The group said its healthcare division saw an 8% increase in profit to RM13 million, from RM12 million previously due to a higher profit contribution from Ramsay Sime Darby Health Care's Indonesian operations.
However, Sime Darby also mentioned that its latest quarterly results included the share of loss (including impairment) stemming from its equity interest in Eastern & Oriental Bhd amounting to RM40 million, from RM33 million last year.
Furthermore, it saw foreign exchange loss of RM14 million from its legacy oil and gas operations.
The group said 3QFY19 also included the recognition of a RM6 million arbitration award for the Oil and Natural Gas Corp (Ltd) Wellhead project and a RM17 million gain on disposal of trademarks.
For the cumulative nine months ended March 31, 2020 (9MFY20), net profit declined by 15.84% to RM643 million, from RM764 million posted in the corresponding quarter last year.
This brought earnings per share (EPS) for the period down to 9.5 sen, from 11.2 sen posted a year prior.
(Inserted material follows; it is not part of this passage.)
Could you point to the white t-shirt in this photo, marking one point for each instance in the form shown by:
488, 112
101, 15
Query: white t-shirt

Sime Darby noted that the decline in 9MFY20 net profit was on the back of the recognition of a RM129 million deferred tax credit arising from the change in real property gains tax rate since 9MFY19.
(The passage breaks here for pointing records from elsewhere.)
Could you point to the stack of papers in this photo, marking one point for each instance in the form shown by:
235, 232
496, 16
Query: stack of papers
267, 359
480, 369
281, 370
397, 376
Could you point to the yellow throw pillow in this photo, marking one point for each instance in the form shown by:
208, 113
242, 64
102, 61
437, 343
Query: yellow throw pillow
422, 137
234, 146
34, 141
If one were to exclude this tax credit, Sime Darby said its net profit would have been 1% higher, noting that the strong operational results from the first six months of FY20 helped buffer the impacts of the Covid-19 pandemic seen in 3QFY20.
In a separate statement, Sime Darby chief executive officer Datuk Jeffri Salim Davidson said its operations in China are almost back to normal.
"Our operations in China are now almost back to normal. Demand for cars and hydraulic excavators there appears to have rebounded and both the Motors and Industrial operations had a relatively strong April. And in Australia, where mining is an essential industry, our customers have continued to depend on Hastings Deering to provide support to ensure that their mining trucks are running smoothly.
"Our recent announcement on the deal for the disposal of our 30% interest in Tesco Malaysia for RM300 million is a testament to our commitment to rationalising our non-core assets despite challenging market conditions," he said.
At noon market close, Sime Darby shares were trading 0.5% or a sen lower at RM2 apiece, valuing the company at some RM13.6 billion.